Laurent Salomé, maître des lieux, dit quelques mots pour présenter la musique incidentale d’Hélios Azoulay et les écritures de Bernard Ollier.
Le premier, avec son enthousiasme habituel, raconte sa rencontre avec le second :
-Je te donne ma musique et tu me donnes ta littérature.
C’est la rencontre de l’extraverti et de l’introverti, du volubile et du taiseux, cela promet, d’autant que Mozart est de la partie, compressé et poncifié, et que les deux artistes partagent le goût de la faillite.
Les textes de Bernard Ollier sont du genre réaliste absurde et ses phrases subtilement subverties de l’intérieur.
Il nous narre des morts de peintres (ce sont ces mêmes textes qui côtoient au-dessus les dessins obsessionnels de l’artiste) d’une voix assez neutre mais néanmoins expressive, avec pour comparse Marielle Rubens, tandis qu’Hélios Azoulay de la clarinette et de l’enregistrement en sabote la compréhension. La même mort étant lue plusieurs fois et les perturbations décalées, le spectateur finit par connaître le texte en entier.

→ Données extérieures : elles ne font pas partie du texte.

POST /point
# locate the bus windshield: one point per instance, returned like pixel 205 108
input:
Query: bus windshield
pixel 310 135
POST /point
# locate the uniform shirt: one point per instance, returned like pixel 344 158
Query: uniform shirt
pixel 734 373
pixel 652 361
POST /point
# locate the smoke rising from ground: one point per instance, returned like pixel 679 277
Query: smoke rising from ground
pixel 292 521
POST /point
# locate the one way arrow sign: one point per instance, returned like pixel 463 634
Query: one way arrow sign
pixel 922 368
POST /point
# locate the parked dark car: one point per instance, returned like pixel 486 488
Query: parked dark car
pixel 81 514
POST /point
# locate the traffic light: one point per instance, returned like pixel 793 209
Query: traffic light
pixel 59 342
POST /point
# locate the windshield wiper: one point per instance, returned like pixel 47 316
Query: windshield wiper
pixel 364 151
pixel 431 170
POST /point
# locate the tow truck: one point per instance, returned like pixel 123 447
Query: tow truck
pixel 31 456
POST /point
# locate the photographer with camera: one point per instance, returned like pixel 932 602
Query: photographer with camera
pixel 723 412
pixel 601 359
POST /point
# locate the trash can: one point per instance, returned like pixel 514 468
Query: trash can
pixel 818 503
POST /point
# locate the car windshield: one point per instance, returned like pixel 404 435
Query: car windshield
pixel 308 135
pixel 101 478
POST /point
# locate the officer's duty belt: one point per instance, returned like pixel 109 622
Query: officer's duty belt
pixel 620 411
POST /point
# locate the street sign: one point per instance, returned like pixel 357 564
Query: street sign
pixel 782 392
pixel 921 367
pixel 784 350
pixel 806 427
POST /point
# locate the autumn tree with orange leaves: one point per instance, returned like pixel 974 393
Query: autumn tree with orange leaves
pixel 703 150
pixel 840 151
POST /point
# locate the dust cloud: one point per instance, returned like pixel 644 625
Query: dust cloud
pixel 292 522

Pendant la performance, on entend, provenant du dessus, l’agitation de l’après vernissage. Pourtant, on pourrait se croire dans un funérarium, occupés à quelque cérémonie d’adieu. Marielle Rubens essuie une larme virtuelle (ou réelle, je ne sais). Je médite sur la farce tragique qu’est la vie de chacun(e) et pour ne pas que la mienne soit trop vite interrompue, je fais bien attention, à l’issue, de traverser prudemment la rue, il s’agit de pas finir comme le frère de tel peintre évoqué par Bernard Ollier, renversé par une décapotable à la sortie d’un Musée des Beaux-Arts.